Carson Lobdell, rapidly ascending in a stunt plane with a trail of white smoke behind him, cocked his head and gave an enthusiastic thumbs up.
The 15-year-old Edgewood resident was off Thursday morning, preparing to perform aerobatics above the Seattle skyline under the guidance of Sean D. Tucker, aerobatic pilot and longtime Seafair Air Show participant.
“It was insane,” a grinning Lobdell said after landing. “I couldn’t imagine anything better.”
Lobdell took off from a Boeing Field runway in a two-seater Oracle Extra 300 L aircraft as part of the international program Young Eagles, which takes about 50,000 aspiring young pilots on flights around North America every year.
Never miss a local story.
He’s already in an internship through Seafair, and was dubbed the 1,925,800th Young Eagle by the program (with a certificate to prove it).

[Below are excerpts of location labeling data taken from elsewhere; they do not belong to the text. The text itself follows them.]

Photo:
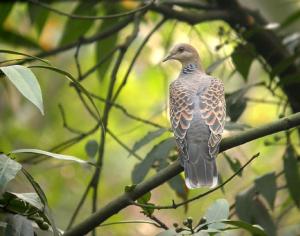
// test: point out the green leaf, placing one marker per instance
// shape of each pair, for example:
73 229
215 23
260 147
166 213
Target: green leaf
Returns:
266 186
104 47
169 232
38 16
249 208
24 54
235 164
218 211
291 19
129 188
253 229
43 199
236 103
242 58
261 216
243 204
150 136
91 148
8 170
4 11
26 82
76 28
159 151
292 175
145 198
75 83
51 154
18 225
31 198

The pilot-in-training, who attends Raisbeck Aviation High School in Tukwila, performed a handful of stunts including a “hammerhead” stall turn and several loops and barrel rolls.
“You had a really good sense of where you were,” Tucker told the young pilot. “You got magic, baby!”
Without hesitation, Lobdell said his favorite part of the flight was the hammerhead. In flight, he said all that ran through his mind was “holy crap!”
“In a good way,” he said, laughing.
Does he plan to take any more aerobatic flights soon, should the opportunity arise?
“Yes,” the teen said emphatically. “It shouldn’t even be a question.”
Lobdell is in his sophomore year at Raisbeck, which he said accepts about 100 students a year.
Since he was 11, Lobdell has known he wanted to be a pilot in the military. He’s one of the only students in his class with plans to join the Navy, following similar footsteps of his father, who worked on A-6 Intruders during his time as a Marine.
Lobdell encourages anyone interested in flying to chase their dreams.
He acknowledged there are some challenges, especially financial, that could make it a difficult goal to achieve. But he said that shouldn’t keep people from trying.
“Paying for flight lessons can be expensive,” he said, adding that there are scholarships and programs that can make flying more affordable. “Don’t let that discourage you.”
Tucker echoed his remarks.
He said the Young Eagle program is a good start.
It focuses on STEM (an acronym for the academic disciplines science, technology, engineering and mathematics) and shows kids what it takes to achieve a career in aviation, he said.
“It’s all about STEM, but we call it fun,” Tucker said.
Tucker, the international chairman of the Young Eagles program with more than 25,000 flight hours, is in a class of high-profile past leaders.
The list includes Chuck Yeager, known for breaking the sound barrier, actors Cliff Robertson and Harrison Ford, and Chesley Sullenberger, the pilot famous for a successful emergency landing on New York’s Hudson River in 2009.
“I’m in very good company,” Tucker said. “They set me up for success.”
He said he expects big things from Thursday’s co-pilot.
“When you become a pilot, we’ll go flying again,” he told Lobdell. “And I think you’re going to become a pilot.”